Susan Zwerling is a Museum Assessment Program Officer for AAM.

A view of the exterior of the Aurora Regional fire Museum with green copper accents.

I recently interviewed Aurora Regional Fire Museum (ARFM) Executive Director Brian Failing (BF) about the museum’s Community Engagement MAP experience.  He joined this small museum in Aurora, IL.  as their director in March 2016 and they began their first MAP in December 2016. The museum celebrates its 50th Anniversary in 2018.

Susan Zwerling (SZ): Brian, you called me a few weeks after your peer reviewer came to Aurora to visit your museum and you were bubbling over like a flute of champagne. You were super excited about all the positive ideas and initiatives that were generated during that visit.
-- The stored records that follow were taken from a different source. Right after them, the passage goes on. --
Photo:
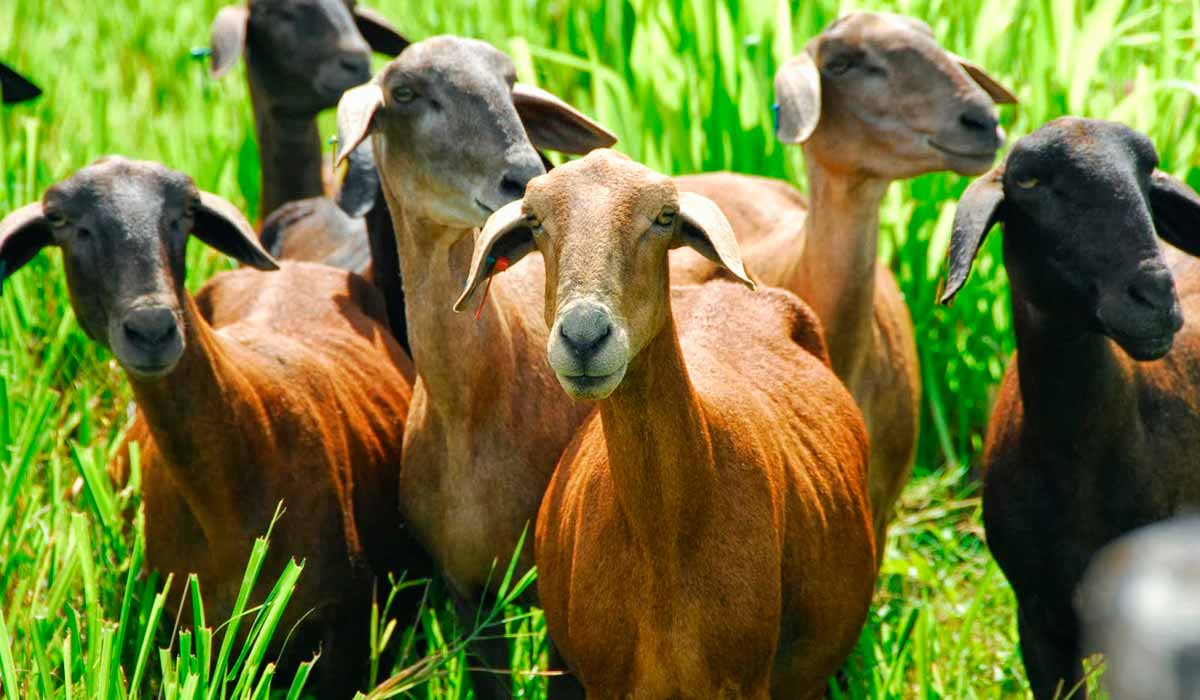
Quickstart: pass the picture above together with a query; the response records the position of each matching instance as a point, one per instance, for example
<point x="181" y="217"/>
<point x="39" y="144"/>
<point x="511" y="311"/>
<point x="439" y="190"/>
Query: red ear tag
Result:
<point x="497" y="265"/>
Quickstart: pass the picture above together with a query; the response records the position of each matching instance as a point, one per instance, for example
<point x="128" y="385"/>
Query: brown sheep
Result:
<point x="871" y="100"/>
<point x="298" y="396"/>
<point x="1097" y="420"/>
<point x="487" y="422"/>
<point x="707" y="533"/>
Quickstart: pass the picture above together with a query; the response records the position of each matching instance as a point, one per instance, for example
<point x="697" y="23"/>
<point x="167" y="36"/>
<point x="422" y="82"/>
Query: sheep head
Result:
<point x="301" y="54"/>
<point x="454" y="133"/>
<point x="1081" y="202"/>
<point x="876" y="96"/>
<point x="123" y="227"/>
<point x="604" y="226"/>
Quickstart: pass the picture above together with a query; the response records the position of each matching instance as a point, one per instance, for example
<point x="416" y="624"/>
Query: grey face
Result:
<point x="1084" y="207"/>
<point x="453" y="131"/>
<point x="124" y="231"/>
<point x="306" y="53"/>
<point x="123" y="227"/>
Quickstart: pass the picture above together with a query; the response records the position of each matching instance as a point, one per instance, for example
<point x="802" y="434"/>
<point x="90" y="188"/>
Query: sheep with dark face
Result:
<point x="295" y="392"/>
<point x="16" y="88"/>
<point x="1096" y="425"/>
<point x="300" y="57"/>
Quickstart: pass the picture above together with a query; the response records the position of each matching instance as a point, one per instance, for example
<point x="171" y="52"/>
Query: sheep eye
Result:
<point x="839" y="66"/>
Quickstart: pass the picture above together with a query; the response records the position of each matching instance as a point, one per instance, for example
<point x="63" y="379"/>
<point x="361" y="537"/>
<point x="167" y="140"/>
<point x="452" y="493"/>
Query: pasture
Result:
<point x="687" y="85"/>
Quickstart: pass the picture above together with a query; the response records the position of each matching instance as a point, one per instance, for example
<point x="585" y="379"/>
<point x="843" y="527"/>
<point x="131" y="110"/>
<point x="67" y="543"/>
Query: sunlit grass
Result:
<point x="688" y="87"/>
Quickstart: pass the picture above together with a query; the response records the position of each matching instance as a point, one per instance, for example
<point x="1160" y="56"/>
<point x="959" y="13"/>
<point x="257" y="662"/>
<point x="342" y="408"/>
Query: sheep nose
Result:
<point x="585" y="329"/>
<point x="979" y="120"/>
<point x="355" y="64"/>
<point x="149" y="327"/>
<point x="1153" y="288"/>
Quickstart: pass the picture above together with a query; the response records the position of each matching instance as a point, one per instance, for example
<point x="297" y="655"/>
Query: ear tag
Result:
<point x="493" y="265"/>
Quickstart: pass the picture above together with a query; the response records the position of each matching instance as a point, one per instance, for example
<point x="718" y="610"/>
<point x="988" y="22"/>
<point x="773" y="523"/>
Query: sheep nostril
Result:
<point x="979" y="123"/>
<point x="586" y="330"/>
<point x="149" y="328"/>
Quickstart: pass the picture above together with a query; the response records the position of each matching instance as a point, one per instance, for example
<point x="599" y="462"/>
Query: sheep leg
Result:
<point x="1050" y="659"/>
<point x="493" y="680"/>
<point x="345" y="645"/>
<point x="564" y="686"/>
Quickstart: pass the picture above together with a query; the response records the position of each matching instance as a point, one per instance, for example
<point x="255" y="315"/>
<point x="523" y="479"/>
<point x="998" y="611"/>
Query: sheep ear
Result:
<point x="979" y="209"/>
<point x="222" y="226"/>
<point x="556" y="125"/>
<point x="705" y="228"/>
<point x="357" y="181"/>
<point x="1176" y="211"/>
<point x="507" y="234"/>
<point x="797" y="99"/>
<point x="999" y="94"/>
<point x="22" y="234"/>
<point x="381" y="35"/>
<point x="15" y="88"/>
<point x="228" y="39"/>
<point x="355" y="118"/>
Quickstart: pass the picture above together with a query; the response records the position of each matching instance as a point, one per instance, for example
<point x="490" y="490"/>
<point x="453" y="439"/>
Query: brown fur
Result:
<point x="707" y="533"/>
<point x="1097" y="420"/>
<point x="298" y="395"/>
<point x="826" y="252"/>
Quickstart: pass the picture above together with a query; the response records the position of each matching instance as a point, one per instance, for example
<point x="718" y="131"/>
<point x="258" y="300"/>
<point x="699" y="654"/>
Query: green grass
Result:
<point x="687" y="85"/>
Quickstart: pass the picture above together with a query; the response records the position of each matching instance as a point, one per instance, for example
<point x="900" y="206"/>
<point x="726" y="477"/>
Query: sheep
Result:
<point x="873" y="99"/>
<point x="16" y="88"/>
<point x="300" y="57"/>
<point x="487" y="422"/>
<point x="707" y="533"/>
<point x="295" y="394"/>
<point x="1138" y="605"/>
<point x="1096" y="422"/>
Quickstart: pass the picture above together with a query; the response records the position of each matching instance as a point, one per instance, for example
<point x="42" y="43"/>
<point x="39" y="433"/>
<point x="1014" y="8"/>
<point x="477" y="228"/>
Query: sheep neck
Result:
<point x="456" y="356"/>
<point x="835" y="270"/>
<point x="1078" y="389"/>
<point x="660" y="449"/>
<point x="289" y="151"/>
<point x="190" y="413"/>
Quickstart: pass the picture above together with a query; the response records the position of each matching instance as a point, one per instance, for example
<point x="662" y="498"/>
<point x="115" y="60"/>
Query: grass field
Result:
<point x="687" y="87"/>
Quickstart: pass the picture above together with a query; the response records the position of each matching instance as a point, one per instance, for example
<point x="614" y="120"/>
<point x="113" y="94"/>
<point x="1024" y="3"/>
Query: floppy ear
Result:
<point x="228" y="37"/>
<point x="220" y="225"/>
<point x="705" y="228"/>
<point x="979" y="209"/>
<point x="999" y="94"/>
<point x="381" y="35"/>
<point x="15" y="88"/>
<point x="22" y="234"/>
<point x="355" y="118"/>
<point x="1176" y="211"/>
<point x="556" y="125"/>
<point x="797" y="99"/>
<point x="357" y="181"/>
<point x="507" y="235"/>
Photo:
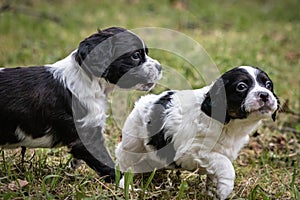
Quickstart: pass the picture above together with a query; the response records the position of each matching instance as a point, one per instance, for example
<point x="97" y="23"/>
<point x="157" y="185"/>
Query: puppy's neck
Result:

Before you tell us all about your success stories, let’s back up a few months and find out why you decided to participate in MAP, to begin with.

Brian Failing (BF): When I came to ARFM I immediately saw that our iconic 1894 restored firehouse building was a solid anchor for downtown Aurora, but our visibility as a museum and our engagement with other community groups was limited. We realized that many people either didn’t visit us or didn’t even know we existed.  They noticed the building but didn’t think about coming inside.

Additionally, Aurora is a diverse community and we wanted to engage more with diverse audiences. Our two main visitor categories were the Firefighting profession or families with children.

We decided that a Community Engagement MAP could help us understand why our visitation and our partnerships were limited and take steps to improve and expand them.

SZ: Your team completed the MAP Self Study Workbook and then your peer reviewer came to visit in June.  What happened that made you call me?

BF: We had great participation and our peer reviewer met with at least 5 Aurora organizations while he was in town. Afterwards, representatives from the City and community groups began offering suggestions, ideas, and help. We experienced improvement in 3 key areas right away: building signage, board and committee meeting structure, and event collaboration. We were especially happy to partner with the local science museum on our Aurora Museums After Dark Program (and we have other new partners on the calendar for that program) and to start a new program called Fire Fascinations. Fire Fascinations, a hands-on make and take educational program, was born out of a recommendation made by our peer reviewer.

SZ: You also mentioned an upcoming breakfast event that you were feeling pleased about.

BF: Yes! We recently hosted a  “Business and a Beverage” with Invest Aurora for about 60 city officials and people involved in downtown Aurora businesses.  We really increased our profile and had conversations with so many new people about not only our work but all that is going on in downtown Aurora.

SZ: What areas of your museum have seen improvement as you got your report and began implementing more new ideas?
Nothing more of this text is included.